Copies made their way to the Birmingham Civil Rights Institute, where curators store Mr. Crawford’s oral history.
That is about where formal interest in Mr. Crawford ends. But like people who ran the grocery stores and doctors’ offices and other essential businesses in the era when blacks were not allowed to mix with whites, Mr. Crawford was an essential part of daily life for black Birmingham.
“This is the only bus company that we had in the days of the segregationist era,” said Horace Huntley, who recently retired as a professor of African-American history at the University of Alabama at Birmingham and was a board member at the institute.
“Knowing the width and depth of segregation, this is something that was very, very necessary if black people were to move from point A to point B in any semblance of numbers,” Dr. Huntley said. “The importance of it goes without saying.”

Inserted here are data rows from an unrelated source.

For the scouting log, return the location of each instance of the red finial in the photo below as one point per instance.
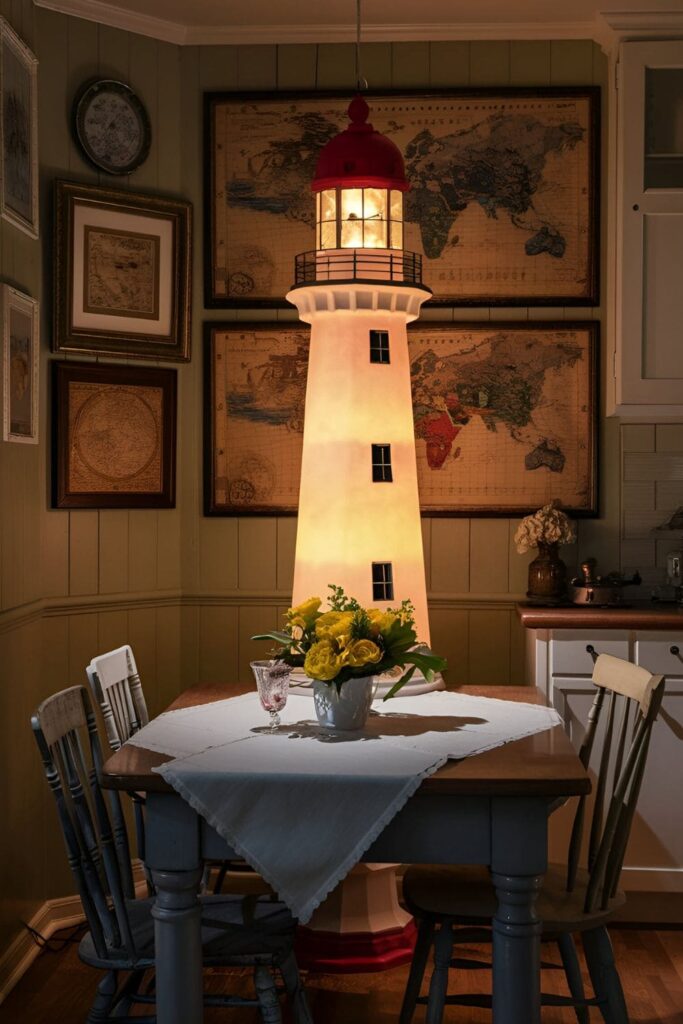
(358, 112)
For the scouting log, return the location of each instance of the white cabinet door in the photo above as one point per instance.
(649, 244)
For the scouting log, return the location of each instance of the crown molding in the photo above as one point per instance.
(183, 35)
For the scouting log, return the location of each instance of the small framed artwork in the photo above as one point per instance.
(255, 384)
(19, 367)
(113, 436)
(122, 273)
(503, 206)
(505, 417)
(18, 132)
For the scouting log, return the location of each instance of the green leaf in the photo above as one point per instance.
(406, 678)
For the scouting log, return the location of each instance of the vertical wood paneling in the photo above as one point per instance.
(489, 647)
(449, 64)
(286, 540)
(451, 556)
(489, 62)
(218, 644)
(257, 67)
(218, 554)
(296, 66)
(410, 65)
(83, 551)
(113, 551)
(257, 554)
(489, 548)
(254, 620)
(142, 530)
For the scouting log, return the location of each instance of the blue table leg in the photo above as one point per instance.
(519, 838)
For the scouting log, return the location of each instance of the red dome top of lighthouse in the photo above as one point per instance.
(359, 157)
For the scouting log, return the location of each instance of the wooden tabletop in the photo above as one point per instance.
(636, 615)
(545, 764)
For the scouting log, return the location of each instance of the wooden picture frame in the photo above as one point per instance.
(113, 436)
(505, 417)
(20, 344)
(520, 227)
(18, 132)
(122, 273)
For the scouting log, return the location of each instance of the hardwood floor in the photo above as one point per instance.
(59, 988)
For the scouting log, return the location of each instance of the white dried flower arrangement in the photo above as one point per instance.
(548, 525)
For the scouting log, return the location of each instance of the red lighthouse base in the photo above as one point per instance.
(360, 927)
(354, 952)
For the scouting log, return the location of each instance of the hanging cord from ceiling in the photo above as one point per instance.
(360, 82)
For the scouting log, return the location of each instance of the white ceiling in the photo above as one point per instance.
(200, 22)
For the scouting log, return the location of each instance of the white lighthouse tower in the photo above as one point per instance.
(358, 521)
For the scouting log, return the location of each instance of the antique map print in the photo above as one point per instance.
(504, 417)
(501, 203)
(115, 438)
(121, 272)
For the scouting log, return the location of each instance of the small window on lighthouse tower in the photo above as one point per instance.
(382, 464)
(379, 346)
(382, 582)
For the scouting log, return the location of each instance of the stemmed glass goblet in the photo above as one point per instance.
(272, 683)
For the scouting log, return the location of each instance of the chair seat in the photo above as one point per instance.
(466, 893)
(267, 933)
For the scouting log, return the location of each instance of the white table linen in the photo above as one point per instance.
(303, 804)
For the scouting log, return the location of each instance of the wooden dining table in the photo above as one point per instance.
(487, 809)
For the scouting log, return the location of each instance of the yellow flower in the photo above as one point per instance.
(361, 652)
(334, 625)
(322, 662)
(306, 611)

Mr. Crawford’s first job in the transportation business was taking the popular Ensley All-Stars black baseball team to games around the South in a truck he used to haul coal. He traded the truck for a bus in 1951.
“As far as I knew I was the only black person that had a bus,” he told his son.
That he could start a bus line occurred to him when his mother-in-law asked him to take her and her church friends to a Seventh-day Adventist convention.
He added another bus and started transporting other church and school groups, sometimes free. But when he went to the county clerk’s office for a commercial license, city officials used a racial slur and laughed him out of the office.
Mr. Crawford figured out that if he “sold” his buses to churches in name only, he could get a special permit and operate a commercial line in a kind of legal gray area. It was cheaper, and he did not have to pay taxes.
“This was the one time racism really worked in my favor,” he said in the book.
His bus line grew, and Jim Crow laws faded. Mr. Crawford’s drivers started taking weekend partiers to New Orleans, Panama City, Fla., and other cities. Eventually, the company was cited for improper permits and other violations.
In 1979, after a series of legal hearings and protests from established interstate bus companies, he got his interstate commercial permit, according to interviews he gave.
“Didn’t nobody know who I was,” Worcy Crawford told The Birmingham News in an interview a few years before he died. “And to this day some people still don’t know who I am. I say that’s the way the Lord planned it.”
Today, 18 of Mr. Crawford’s buses sit in various states of repair on a grassy lot behind his house. Family members still charter two newer coaches, keeping his legacy alive. The others are being sold for parts or kept for reasons of nostalgia.
One of them, a tan GMC bus built in 1958, is nicknamed the Rosa Parks.